Initially what I suspected was that I had an application or process going bonkers on the server, taking up memory and causing the SCOM agent to malfunction or be starved of resources. I loaded the Systernals Process Monitor utility to see what was happening when these events fired off, since typically it only took a few minutes in between each event. What was captured was a significant amount of file activity from the Health Service to
C:\Program Files\Microsoft Monitoring Agent\Agent\Health Service State\Health Service Store\HealthServiceStore.edb . Essentially, there was no other process at the time of these warnings or corresponding alerts in the System Center Management Console that could account for issues on the system.
 
 
SCOM HealthService | ReadFile | C:\Program Files\Microsoft Monitoring Agent\Agent\Health Service State\Health Service Store\HealthServiceStore.edb
 
With the smoking gun being the Health Service Database, I performed some quick online maintenance from within the console to start.
 
In the Operations Manager Console, I started by browsing to the Operations Manager folder, then Agent Details and selecting the Agents by Version view.
Management Console Tree -> Operations Manager -> Agent Details -> Agents By Version
 
 
Selecting the offending computer brought up the Health Service Tasks I could perform, Start Online Store Maintenance, being the one I was looking for.
Management Console Health Service Task for Health Service Database Maintenance | Start Online Store Maintenance
 
Final Solution:

Unfortunately, the online store maintenance was not adequate enough to remediate the errors and warnings I was encountering so I opted for an offline defragmentation of the Health Service Store database. Perform the following if local warnings persist on the client system.
 
  • Login to the offending client system via console or RDP
  • Open an administrative command prompt
  • Change directory to "C:\Program Files\Microsoft Monitoring Agent\Agent\Health Service State\Health Service Store"
  • From the service console (services.msc) or from command prompt (net stop “Microsoft Monitoring Agent”), stop the Microsoft Monitoring Agent service
  • Run esentutl /r edb (without this, you likely won't be able to perform a defragmentation)

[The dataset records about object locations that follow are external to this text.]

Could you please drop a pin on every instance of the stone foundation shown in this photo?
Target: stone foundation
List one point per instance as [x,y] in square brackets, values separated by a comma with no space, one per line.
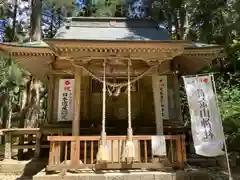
[180,175]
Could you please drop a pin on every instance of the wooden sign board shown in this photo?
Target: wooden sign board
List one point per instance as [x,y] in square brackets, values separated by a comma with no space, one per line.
[159,146]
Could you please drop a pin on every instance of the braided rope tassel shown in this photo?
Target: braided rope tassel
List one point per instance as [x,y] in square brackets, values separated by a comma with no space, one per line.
[129,152]
[103,153]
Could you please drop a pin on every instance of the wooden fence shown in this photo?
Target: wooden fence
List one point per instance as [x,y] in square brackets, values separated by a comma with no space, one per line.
[80,152]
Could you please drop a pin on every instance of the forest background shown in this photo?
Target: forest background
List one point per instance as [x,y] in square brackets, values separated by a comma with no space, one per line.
[23,99]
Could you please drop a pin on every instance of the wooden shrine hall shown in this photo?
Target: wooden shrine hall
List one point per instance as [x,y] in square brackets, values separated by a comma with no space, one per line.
[112,81]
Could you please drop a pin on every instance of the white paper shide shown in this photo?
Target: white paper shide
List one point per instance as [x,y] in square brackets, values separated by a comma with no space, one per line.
[206,125]
[65,100]
[159,146]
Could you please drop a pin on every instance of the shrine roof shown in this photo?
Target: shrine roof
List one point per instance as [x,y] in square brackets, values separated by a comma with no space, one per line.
[94,28]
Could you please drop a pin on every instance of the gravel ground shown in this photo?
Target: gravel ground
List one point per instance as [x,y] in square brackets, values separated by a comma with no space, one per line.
[219,174]
[215,174]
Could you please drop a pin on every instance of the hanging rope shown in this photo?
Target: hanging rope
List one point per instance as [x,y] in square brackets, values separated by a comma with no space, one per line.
[103,153]
[129,152]
[122,84]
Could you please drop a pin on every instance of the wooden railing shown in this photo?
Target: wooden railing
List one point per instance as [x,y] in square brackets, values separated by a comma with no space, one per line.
[80,152]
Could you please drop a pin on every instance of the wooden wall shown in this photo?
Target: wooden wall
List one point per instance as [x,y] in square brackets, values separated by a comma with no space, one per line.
[142,102]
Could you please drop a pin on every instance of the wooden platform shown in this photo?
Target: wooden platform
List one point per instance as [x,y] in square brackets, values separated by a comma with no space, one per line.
[130,175]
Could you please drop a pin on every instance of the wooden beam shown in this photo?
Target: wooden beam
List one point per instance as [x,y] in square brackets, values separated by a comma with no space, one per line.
[77,101]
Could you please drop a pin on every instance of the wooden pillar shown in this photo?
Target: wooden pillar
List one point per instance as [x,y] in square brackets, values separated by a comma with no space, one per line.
[177,99]
[8,145]
[50,98]
[77,102]
[38,144]
[157,104]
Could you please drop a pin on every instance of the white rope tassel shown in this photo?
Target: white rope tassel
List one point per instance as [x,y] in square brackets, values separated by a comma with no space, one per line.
[103,153]
[129,152]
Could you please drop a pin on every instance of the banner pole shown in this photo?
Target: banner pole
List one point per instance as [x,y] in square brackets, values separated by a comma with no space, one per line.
[225,144]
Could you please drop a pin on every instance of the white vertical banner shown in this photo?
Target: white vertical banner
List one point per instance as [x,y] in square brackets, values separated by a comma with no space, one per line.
[206,125]
[65,99]
[163,89]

  • Next, run esentutl /d HealthServiceStore.edb
Running esentutl /d HealthServiceStore.edb in order to compact and defragment the health service database after log spewing occurred from loading the Active Directory management packs

When this completed, my HealthServiceStore.edb file went from 174MB to 27Mb and both the warnings in the local Application event log and the critical health alerts in the System Center Operations Manager Console went away.